Wurtsboro–Sullivan County Airport is a privately owned, public use airport located two nautical miles (4 km) northeast of the central business district of Wurtsboro, in Sullivan County, New York, United States. It is privately owned by a local pilot. It is commonly called Wurtsboro Airport.

It is believed to be the oldest operating glider airport in the nation. The airport is located along U.S. Route 209 and the Delaware and Hudson Canal in the town of Mamakating.

== History ==
The grave of Manual Gonsalus, the first non-Indian settler, is within the airport boundary. His tombstone is dated April 18, 1752, and is one of the oldest tombstones in the state.

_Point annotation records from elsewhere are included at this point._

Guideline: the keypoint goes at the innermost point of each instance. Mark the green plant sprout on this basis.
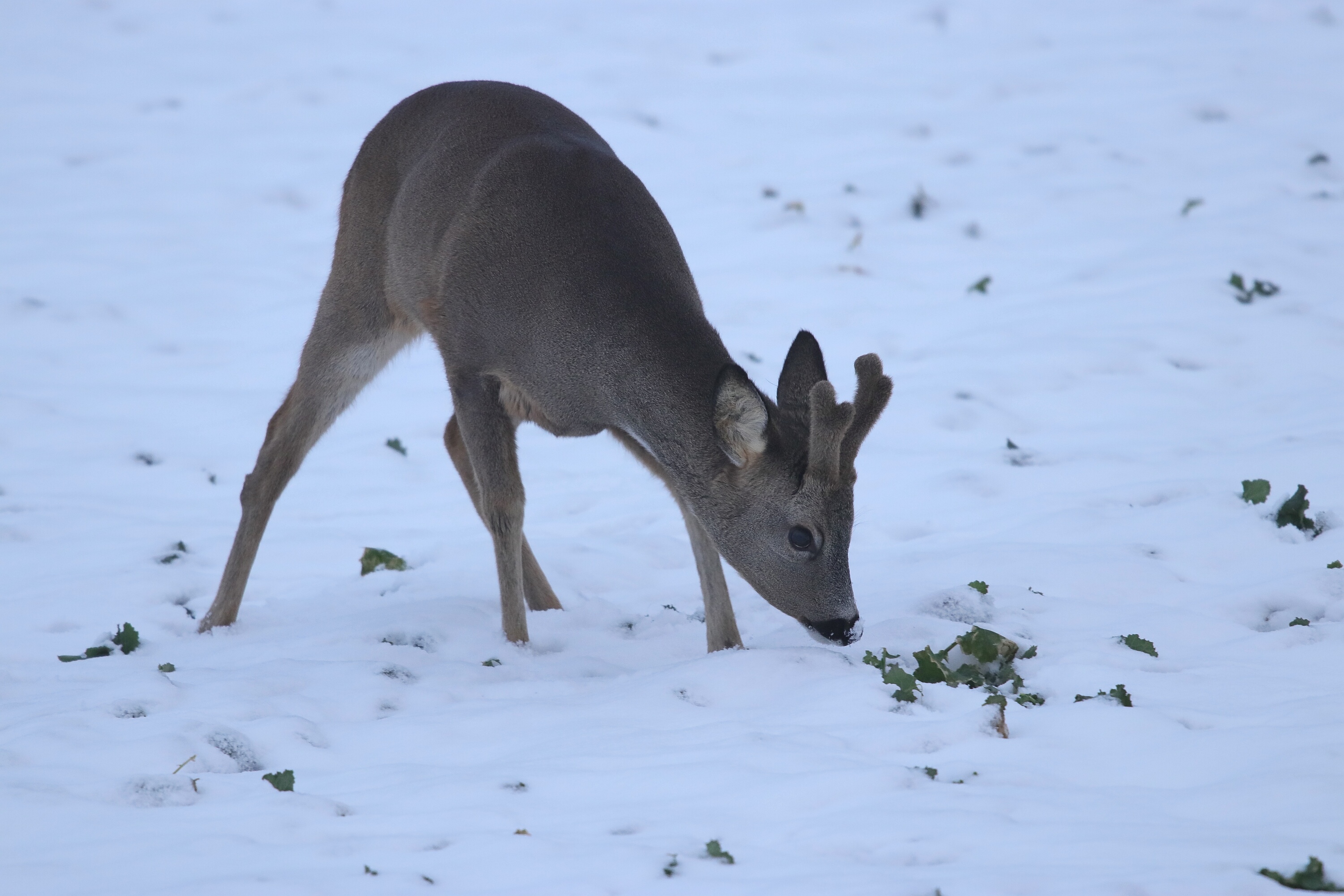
(1135, 642)
(1254, 491)
(375, 558)
(714, 851)
(1312, 878)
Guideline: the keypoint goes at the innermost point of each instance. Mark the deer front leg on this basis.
(721, 625)
(488, 436)
(535, 587)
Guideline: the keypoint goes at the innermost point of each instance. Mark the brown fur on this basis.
(496, 221)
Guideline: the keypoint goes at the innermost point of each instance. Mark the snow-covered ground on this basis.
(168, 183)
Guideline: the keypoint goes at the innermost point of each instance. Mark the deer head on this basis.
(784, 504)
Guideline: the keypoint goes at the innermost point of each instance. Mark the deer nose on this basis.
(836, 630)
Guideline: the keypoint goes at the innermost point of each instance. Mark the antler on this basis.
(826, 433)
(870, 400)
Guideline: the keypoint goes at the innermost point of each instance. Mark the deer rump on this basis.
(499, 222)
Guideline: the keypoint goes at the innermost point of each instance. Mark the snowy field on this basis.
(168, 185)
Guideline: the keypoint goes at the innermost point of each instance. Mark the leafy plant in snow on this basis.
(893, 675)
(1135, 642)
(1312, 876)
(1254, 491)
(1116, 694)
(375, 558)
(127, 638)
(1248, 295)
(1293, 512)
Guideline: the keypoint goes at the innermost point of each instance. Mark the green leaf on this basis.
(1311, 878)
(715, 851)
(1254, 491)
(878, 663)
(375, 558)
(1135, 642)
(127, 638)
(906, 683)
(987, 646)
(1293, 512)
(932, 669)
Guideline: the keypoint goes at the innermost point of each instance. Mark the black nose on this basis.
(838, 630)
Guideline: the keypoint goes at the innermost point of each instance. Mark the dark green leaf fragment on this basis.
(375, 558)
(1311, 878)
(715, 851)
(1135, 642)
(1293, 512)
(1254, 491)
(930, 669)
(127, 638)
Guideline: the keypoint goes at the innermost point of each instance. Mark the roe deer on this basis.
(499, 222)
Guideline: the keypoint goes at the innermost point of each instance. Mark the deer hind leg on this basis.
(488, 435)
(535, 587)
(721, 625)
(335, 366)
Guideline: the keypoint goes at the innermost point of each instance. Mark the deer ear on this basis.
(740, 416)
(803, 369)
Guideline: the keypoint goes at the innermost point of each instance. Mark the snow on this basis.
(168, 189)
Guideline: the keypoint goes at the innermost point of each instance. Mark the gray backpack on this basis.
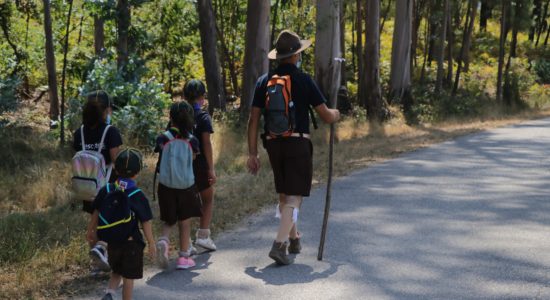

Before it was an airport, it was the Helm Family farm. The first known operator of the Wurtsboro Airport was Lee Lord, who gave flying lessons in the 1920s and 1930s. In the 1940s Wurtsboro Airport was bought by Anthony Barone Sr, and his wife Theresa from Hoboken, NJ. Anthony raised his family on the airport, in an old homestead that was there. The Barones kept it a family business for many years, with both George and his sister Patricia running the business. Patricia and George ran a very well known airport offering glider and airplane rides, lessons and rental, with many private clientele from New York City. Including the late Christopher Reeve, who used to fly gliders out of the airport.

The airport is located on Barone Road in the town of Mamakating, just north of the village of Wurtsboro.
After the sudden illness and subsequent deaths of both George and Patricia Barone, the airport was sold by the remaining family.
In 2006 the airport was acquired by Shalom Lamm. In February 2021 it was purchased by one of the pilots who had flown from the airport over many years. As of 2025 the airport offers scenic airplane and glider rides, flying lessons, aircraft rental, and aircraft maintenance.

== Facilities and aircraft ==
Wurtsboro Airport covers an area of 500 acre which contains four unlit runways:
- Runway 5/23: 3592 x 60 ft (1095 x 18 m), Surface: Asphalt
- Runway 14/32: 2101 x 120 ft (640 x 37 m), Surface: Turf
- Runway 18/36: 1250 x 150 ft (381 x 46 m), Surface: Turf
- Runway 9/27: 1100 x 110 ft (335 x 34 m), Surface: Turf

Services available:
- Glider and Power Rides, Instruction, Rental, Sales and Tow.
- Hangars and Tiedowns.
- Attended 0900 – 1700.

There are 97 aircraft based at this airport: 52 single-engine and 45 gliders.